I don’t actually starve. But the word “starving” is a whole other blog topic dedicated to the slang usages and relative versus absolute poverty. That said…
When I was a little kid, I was often praised for my artistic abilities. They even stuck me in a special school for it, encouraged it. My parents drove me to art lessons and band practices and my aunt hand-made books with my stories and illustrations inside. They gave me a lead role, an award, another award, and kept saying, “That’s some talent you got there, kid.” And even things like, “You’ll make quite the writer,” or “quite the painter.” (No one ever thought I was going to become a world-famous singer.)
I feel cheated. All those rosy sentiments and here I am 20 years later, nursing my wounded pride and scraping together a living.
(Don’t be misled. I don’t actually make any real money. My husband does that, to the best of his ability, and if I bring in a couple hundred bucks a month, we count ourselves lucky. So maybe, erase him from the equation, and I would actually starve. But I said we wouldn’t go there.)
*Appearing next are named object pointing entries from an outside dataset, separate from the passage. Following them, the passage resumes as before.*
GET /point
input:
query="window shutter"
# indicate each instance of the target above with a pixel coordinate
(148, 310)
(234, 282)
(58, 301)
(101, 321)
I was so convinced of my own talents and future that I went to a wonderful, expensive college and got a degree in philosophy! I thought it–and my English Lit minor and obsessive involvement in student publications–would give me the experience I needed to become a WRITER (if I could draw hearts around it, I would). I interned with a publishing company and took a job there until I moved a year later and continued to freelance for research materials. And I submitted. And I studied. I read years’ worth of Writers’ Digest, Poets & Writers, Writer’s Market, and book after book after blessed book about the writing life, craft, and publication. And I submitted more. And I wrote and then I wrote more. I got better at writing, I believe. So then I tried for a grant, I applied for alternative funding, I even made a bid on Kickstarter. So far, the only ones falling for it are Medicaid and Food Stamps.
Meanwhile (five years ago), my husband lost his job at the beginning of the economy tank, and also got very sick. Between his medical bills and lack of job we faced bankruptcy, etc. I had a newborn and a 3-year-old, an old house, some old cars. A nail-full of agent rejections, and no bites. So I decided to branch out, using some of those other creative talents to cobble together a home business and make arts and crafts. I had a few cafe shows; someone even made a YouTube video about me. I started an Etsy page and stocked it with homemade cards and upcycled tee shirts. I reached out to local stores with my jean purses. No one was buying. (Except you, Mom, and you, Aunt Shelly.)
I know that I have never–since I started staying home with kids–been a full-time writer. Someday soon I will be. But it’s not like I haven’t tried. And it’s not like I don’t have talent. And I’m fairly organized and pretty energetic and very motivated. I’m even generally likable and relatively cool.
So where’s my piece of the pie?
I’ve dropped the arts and crafts. I haven’t painted in months (which is a pity, because it makes me really happy). My son, Eamon, spends days at a time knocking around the house with me while I stare at the computer. And I am focused. I am going to do this myself or die trying. It has taken a lot of waring on my stubbornness, but I have finally accepted that indy-publishing just may be a great idea; the next step forward on my newly focused path. And with Self-Printed in hand I march forward. Still unconvinced that just anybody can “make it” in the writing world, but fully convinced that if I can just gather a big enough readership to me I will be able to make a decent living from what I love. I am following advice on how to go about it, just like I followed advice on most other of my work-at-home endeavors.
In conclusion, is the starving artist a myth in this house? Not yet.